- Developer: Day 4 Night Studios
- Publisher: Focus Entertainment
- Directors: Davide Soliani; Christian Cantamessa;
- Composer: Grant Kirkhope
- Platform: Windows
- Genre: Platform
- Mode: Single-player

= Bradley the Badger =

Upcoming video game

Bradley the Badger is an upcoming 3D platformer developed by Day 4 Night Studios and published by Focus Entertainment for Microsoft Windows.

==Gameplay and premise==
The game follows a anthropomorphic badger-like mascot named Bradley, who's the star of his own game, Bradley the Badger, developed from a fictional game company Dreamwoods Games. However, when excited about his platforming game one morning, he discovers his world has become unfinished through spoofed games from Badgerborne to Cyberbadger, all themed around Bradley but taken to a glitched turn. Players control Bradley through these worlds and using a special game controller, you can control the worlds around you through special black and white assets from resizing them to copying them or turn Bradley into a ball to roll up assets or enter small buildings.

== Development ==
The game was announced at the pre-show of The Game Awards 2025 on December 11, with Evan Peters voicing the titular character.

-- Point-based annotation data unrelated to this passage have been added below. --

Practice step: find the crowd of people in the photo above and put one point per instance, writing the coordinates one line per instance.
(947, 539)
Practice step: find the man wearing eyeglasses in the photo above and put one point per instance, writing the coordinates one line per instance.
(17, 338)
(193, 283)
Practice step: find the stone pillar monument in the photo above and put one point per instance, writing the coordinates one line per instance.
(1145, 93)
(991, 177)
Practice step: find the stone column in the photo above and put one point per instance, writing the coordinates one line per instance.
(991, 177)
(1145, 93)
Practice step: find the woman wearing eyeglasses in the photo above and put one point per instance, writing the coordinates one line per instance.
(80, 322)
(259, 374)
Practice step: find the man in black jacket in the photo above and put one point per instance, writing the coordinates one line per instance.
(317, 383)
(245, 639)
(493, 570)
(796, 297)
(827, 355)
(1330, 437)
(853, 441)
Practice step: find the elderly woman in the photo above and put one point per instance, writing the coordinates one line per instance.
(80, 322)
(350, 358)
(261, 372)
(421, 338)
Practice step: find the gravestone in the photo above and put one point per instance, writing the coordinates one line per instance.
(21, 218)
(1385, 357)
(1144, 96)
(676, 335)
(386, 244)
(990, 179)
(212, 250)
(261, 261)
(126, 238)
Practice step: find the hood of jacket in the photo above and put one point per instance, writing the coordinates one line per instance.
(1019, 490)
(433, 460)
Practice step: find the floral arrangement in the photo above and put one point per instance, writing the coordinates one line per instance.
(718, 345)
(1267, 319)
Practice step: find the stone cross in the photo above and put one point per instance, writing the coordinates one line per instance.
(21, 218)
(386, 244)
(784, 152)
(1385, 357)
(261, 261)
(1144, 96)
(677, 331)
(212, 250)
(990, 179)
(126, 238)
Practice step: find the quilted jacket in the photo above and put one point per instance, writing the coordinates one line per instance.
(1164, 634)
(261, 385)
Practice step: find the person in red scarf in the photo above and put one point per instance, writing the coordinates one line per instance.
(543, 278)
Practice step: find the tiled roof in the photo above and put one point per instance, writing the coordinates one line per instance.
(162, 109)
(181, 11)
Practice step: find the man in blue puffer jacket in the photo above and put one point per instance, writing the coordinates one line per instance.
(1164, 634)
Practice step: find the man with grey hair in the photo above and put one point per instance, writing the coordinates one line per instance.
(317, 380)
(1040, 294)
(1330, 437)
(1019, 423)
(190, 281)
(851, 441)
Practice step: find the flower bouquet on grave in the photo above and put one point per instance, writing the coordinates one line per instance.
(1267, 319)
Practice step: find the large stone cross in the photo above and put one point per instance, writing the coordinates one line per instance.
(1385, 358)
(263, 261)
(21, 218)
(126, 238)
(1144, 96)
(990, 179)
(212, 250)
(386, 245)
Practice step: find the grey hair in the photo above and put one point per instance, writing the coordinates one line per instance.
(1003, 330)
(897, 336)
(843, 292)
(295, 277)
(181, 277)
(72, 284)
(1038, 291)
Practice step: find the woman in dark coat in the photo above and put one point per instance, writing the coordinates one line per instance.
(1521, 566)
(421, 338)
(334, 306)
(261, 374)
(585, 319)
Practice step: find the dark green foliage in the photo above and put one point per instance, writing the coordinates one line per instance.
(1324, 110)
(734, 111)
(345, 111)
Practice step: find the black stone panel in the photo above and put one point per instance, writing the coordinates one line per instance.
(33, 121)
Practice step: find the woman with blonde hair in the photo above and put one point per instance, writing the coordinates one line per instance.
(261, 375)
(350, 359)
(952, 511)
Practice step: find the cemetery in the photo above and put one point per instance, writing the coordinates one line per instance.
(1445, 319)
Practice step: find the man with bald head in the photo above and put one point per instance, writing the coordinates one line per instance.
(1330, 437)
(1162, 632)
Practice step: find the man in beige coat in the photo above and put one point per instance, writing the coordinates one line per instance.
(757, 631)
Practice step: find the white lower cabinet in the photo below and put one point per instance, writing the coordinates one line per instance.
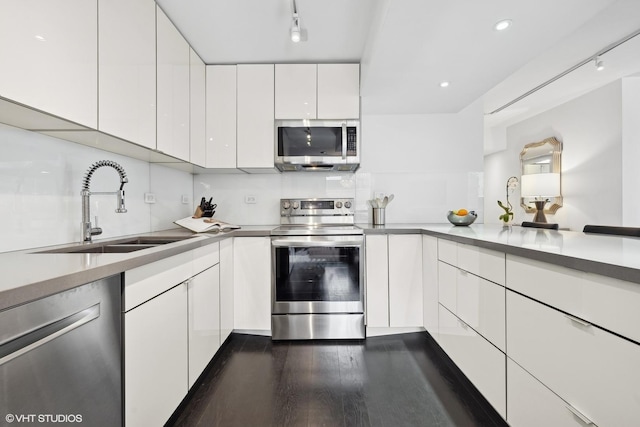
(252, 284)
(481, 362)
(226, 289)
(594, 371)
(171, 331)
(155, 358)
(430, 284)
(394, 280)
(204, 320)
(405, 280)
(531, 404)
(377, 273)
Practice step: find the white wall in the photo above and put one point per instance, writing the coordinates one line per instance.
(630, 151)
(40, 182)
(432, 163)
(589, 128)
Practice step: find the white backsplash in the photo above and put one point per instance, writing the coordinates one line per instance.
(230, 190)
(40, 182)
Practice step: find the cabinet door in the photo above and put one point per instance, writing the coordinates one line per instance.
(197, 88)
(476, 357)
(295, 92)
(338, 91)
(430, 284)
(204, 320)
(127, 70)
(377, 271)
(252, 283)
(155, 354)
(173, 89)
(226, 289)
(405, 280)
(49, 57)
(221, 117)
(255, 117)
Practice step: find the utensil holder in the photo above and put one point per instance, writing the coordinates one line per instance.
(378, 216)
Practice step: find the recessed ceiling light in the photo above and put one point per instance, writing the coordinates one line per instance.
(502, 25)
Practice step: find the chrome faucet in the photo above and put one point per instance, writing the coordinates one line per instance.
(87, 229)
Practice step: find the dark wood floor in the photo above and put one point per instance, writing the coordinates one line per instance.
(398, 380)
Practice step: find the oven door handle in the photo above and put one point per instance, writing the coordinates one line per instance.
(287, 243)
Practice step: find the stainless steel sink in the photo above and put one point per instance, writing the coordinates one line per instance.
(118, 246)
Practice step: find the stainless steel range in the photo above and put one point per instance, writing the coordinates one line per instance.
(317, 271)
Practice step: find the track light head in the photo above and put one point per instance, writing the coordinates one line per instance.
(295, 29)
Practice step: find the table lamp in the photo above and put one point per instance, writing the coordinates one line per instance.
(540, 186)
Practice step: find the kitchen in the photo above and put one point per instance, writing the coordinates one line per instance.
(42, 174)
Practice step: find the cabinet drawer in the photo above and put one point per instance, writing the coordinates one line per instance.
(448, 251)
(145, 282)
(480, 304)
(482, 262)
(205, 257)
(478, 359)
(525, 398)
(591, 369)
(609, 303)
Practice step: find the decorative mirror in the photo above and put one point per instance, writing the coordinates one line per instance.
(543, 158)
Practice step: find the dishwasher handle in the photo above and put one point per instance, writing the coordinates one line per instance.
(32, 340)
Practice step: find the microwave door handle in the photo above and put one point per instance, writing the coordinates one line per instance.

Core gameplay of Bradley the Badger is being described as Mario meets Portal, and a love letter to video games with parody references such as Bloodborne, The Last of Us and Cyberpunk 2077. The game will also feature live-action sequences, akin to Who Framed Roger Rabbit and The Lego Movie. It was then announced on June 10, 2026, that Focus Entertainment will be publishing the game in a partnership with developer Day 4 Night Studios.